Fairyarmpits · 30/03/2022 10:45

I'd also be very tempted to say that my plans had changed and I'd come too.

What are the chances that she will pull out?

JangolinaPitt · 30/03/2022 10:50

@Fairyarmpits

I'd also be very tempted to say that my plans had changed and I'd come too.

What are the chances that she will pull out?

Good idea!
5128gap · 30/03/2022 10:54

@skipperjonce

So your fiancé has asked a friend to help him sort his parents holiday home? What’s the big deal? Maybe she has skills in DIY or gardening and would be useful.

This place feels full of insecure little housewives sometimes.

Or women with enough life experience to know that just because a man puts a certain spin on something, it doesn't make it so. And just because a man fancies doing something, you don't have to wave him off with a sweet smile. Some of us have come far enough and are secure and confident enough to know we don't have to let men do exactly as they please if it doesn't make us comfortable. The insecurity accusations are just a way to silence women to facilitate men. Perpetrating them doesn't make you cooler or better than the women you're looking down on, quite the reverse.
5128gap · 30/03/2022 10:55

Perpetuating.

ToiletPoster · 30/03/2022 11:07

In modern times, the politically correct opinion is that completely platonic intergender friendships are common and it would be incenstuous to find a friend sexually attractive.

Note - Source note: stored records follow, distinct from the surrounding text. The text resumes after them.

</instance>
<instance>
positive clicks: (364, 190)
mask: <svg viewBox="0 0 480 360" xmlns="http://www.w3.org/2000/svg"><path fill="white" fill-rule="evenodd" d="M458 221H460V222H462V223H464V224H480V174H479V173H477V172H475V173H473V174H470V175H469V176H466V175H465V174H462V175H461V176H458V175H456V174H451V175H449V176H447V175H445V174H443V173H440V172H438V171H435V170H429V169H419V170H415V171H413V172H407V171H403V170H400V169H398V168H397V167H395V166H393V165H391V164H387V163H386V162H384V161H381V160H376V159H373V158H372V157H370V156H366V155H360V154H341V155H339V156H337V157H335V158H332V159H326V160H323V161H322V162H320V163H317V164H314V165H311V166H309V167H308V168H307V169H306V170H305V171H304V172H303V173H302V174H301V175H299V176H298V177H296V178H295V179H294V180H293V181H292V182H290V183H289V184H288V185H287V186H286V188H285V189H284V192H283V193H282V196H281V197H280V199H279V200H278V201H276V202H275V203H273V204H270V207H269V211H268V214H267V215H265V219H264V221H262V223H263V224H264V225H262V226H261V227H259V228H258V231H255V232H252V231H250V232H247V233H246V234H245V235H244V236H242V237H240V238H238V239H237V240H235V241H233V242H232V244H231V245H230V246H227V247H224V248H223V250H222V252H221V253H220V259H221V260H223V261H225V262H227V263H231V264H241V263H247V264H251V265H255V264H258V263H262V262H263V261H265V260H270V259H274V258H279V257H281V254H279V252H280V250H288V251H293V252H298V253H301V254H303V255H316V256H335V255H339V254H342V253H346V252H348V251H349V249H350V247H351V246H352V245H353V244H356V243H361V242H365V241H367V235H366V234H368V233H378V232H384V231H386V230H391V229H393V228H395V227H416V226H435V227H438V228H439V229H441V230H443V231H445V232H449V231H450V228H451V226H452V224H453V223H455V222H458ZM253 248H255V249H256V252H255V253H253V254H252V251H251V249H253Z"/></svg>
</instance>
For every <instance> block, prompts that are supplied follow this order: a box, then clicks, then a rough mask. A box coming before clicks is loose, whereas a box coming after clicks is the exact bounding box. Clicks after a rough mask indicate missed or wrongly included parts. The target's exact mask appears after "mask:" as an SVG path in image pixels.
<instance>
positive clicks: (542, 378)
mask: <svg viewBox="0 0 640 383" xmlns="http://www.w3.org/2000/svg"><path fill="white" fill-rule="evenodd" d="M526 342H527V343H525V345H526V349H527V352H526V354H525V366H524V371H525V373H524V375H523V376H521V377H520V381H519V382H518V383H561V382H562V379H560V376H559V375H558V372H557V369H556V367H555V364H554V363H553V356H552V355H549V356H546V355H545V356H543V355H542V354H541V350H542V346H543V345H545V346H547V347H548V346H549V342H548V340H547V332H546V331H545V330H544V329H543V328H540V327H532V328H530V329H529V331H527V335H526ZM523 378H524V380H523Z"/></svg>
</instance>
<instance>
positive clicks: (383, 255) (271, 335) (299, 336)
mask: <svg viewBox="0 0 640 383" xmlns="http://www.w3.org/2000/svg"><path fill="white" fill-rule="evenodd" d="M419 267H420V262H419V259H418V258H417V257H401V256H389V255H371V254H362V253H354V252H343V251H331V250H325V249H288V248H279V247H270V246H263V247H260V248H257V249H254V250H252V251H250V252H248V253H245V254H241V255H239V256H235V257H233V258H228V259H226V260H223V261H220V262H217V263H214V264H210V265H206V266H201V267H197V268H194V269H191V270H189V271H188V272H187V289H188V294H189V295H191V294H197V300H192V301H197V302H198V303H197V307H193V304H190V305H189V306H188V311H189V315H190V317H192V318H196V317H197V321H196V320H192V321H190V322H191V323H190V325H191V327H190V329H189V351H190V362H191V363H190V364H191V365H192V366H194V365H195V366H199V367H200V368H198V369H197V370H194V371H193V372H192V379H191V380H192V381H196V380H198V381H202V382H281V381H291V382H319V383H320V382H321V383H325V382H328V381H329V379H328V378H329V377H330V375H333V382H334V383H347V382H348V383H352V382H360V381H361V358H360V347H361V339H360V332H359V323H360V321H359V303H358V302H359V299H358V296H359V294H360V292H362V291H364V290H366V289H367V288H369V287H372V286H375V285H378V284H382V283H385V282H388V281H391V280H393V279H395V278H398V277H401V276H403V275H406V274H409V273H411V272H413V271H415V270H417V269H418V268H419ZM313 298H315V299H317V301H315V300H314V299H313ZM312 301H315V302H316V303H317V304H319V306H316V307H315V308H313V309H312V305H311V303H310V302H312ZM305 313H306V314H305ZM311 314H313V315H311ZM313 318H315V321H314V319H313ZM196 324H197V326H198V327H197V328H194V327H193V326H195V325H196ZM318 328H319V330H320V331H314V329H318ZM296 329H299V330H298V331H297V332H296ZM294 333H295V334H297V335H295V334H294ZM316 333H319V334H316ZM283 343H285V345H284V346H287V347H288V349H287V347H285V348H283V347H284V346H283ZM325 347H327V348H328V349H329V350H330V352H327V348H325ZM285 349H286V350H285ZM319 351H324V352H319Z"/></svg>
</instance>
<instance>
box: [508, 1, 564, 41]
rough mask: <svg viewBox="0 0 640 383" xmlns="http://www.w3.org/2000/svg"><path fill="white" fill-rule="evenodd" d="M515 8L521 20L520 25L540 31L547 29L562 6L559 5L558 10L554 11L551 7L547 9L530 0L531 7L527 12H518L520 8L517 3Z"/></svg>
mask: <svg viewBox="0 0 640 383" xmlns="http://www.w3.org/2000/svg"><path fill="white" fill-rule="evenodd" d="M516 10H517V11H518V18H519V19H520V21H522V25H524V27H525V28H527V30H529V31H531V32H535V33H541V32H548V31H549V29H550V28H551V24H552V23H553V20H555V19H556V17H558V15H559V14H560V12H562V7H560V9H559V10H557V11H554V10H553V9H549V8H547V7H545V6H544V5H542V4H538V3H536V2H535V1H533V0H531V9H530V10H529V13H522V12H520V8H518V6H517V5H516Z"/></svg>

Personally I feel the subterfuge is pointless. If he's going to cheat, he's going to cheat.

Making it clear that you're suspicious is just going to make him hide it better, not stop him.

AllOfUsAreDead · 30/03/2022 11:08

Very weird that his partner, you, isn't going to help, but his colleague is. I wouldn't take a colleague to help me clean my parents house, it's just weird.

bumpermom · 30/03/2022 11:09

affair in plain sight.

Gonnagetgoing · 30/03/2022 11:10

Next thing he'll either be inviting her to the holiday home with or without you and with or without her child because 'my colleague would love to stay there especially as she helped clean the place!'

aalidfeie · 30/03/2022 11:12

@Incompetentatwork

Would not bother me in the slightest. Alot of my friends are male. I socialise with them without Dp. Dp has met most but not all of them. It would not bother me in the slightest if dp wanted to socialise with a female friend at all, she might be as good at diy as any of his male friends 🤷‍♀️
Same for me. The fact he has been open and she has met her a few times, I would be fine with it. I mean you can't control anyone can you and you have to trust that all will be fine. I have been the helper/friend in this situation and have never had any bad intentions towards my married male friends - we just really get on. I am also single, attractive and funny and chatty but wouldn't dream of crossing the line with a married man. Nor would the married men I am friends with even think about crossing the line. Me and one of my married friends go out for dinner and to talks all the time and we originally met as work mates - wouldnt dream of thinking of him as anything other than a mate - and we are really close but that is about it.
Catapultaway · 30/03/2022 11:21

@5128gap I'm curious, do you fancy all your attractive male friends, or do you only have unattractive friends when in a relationship.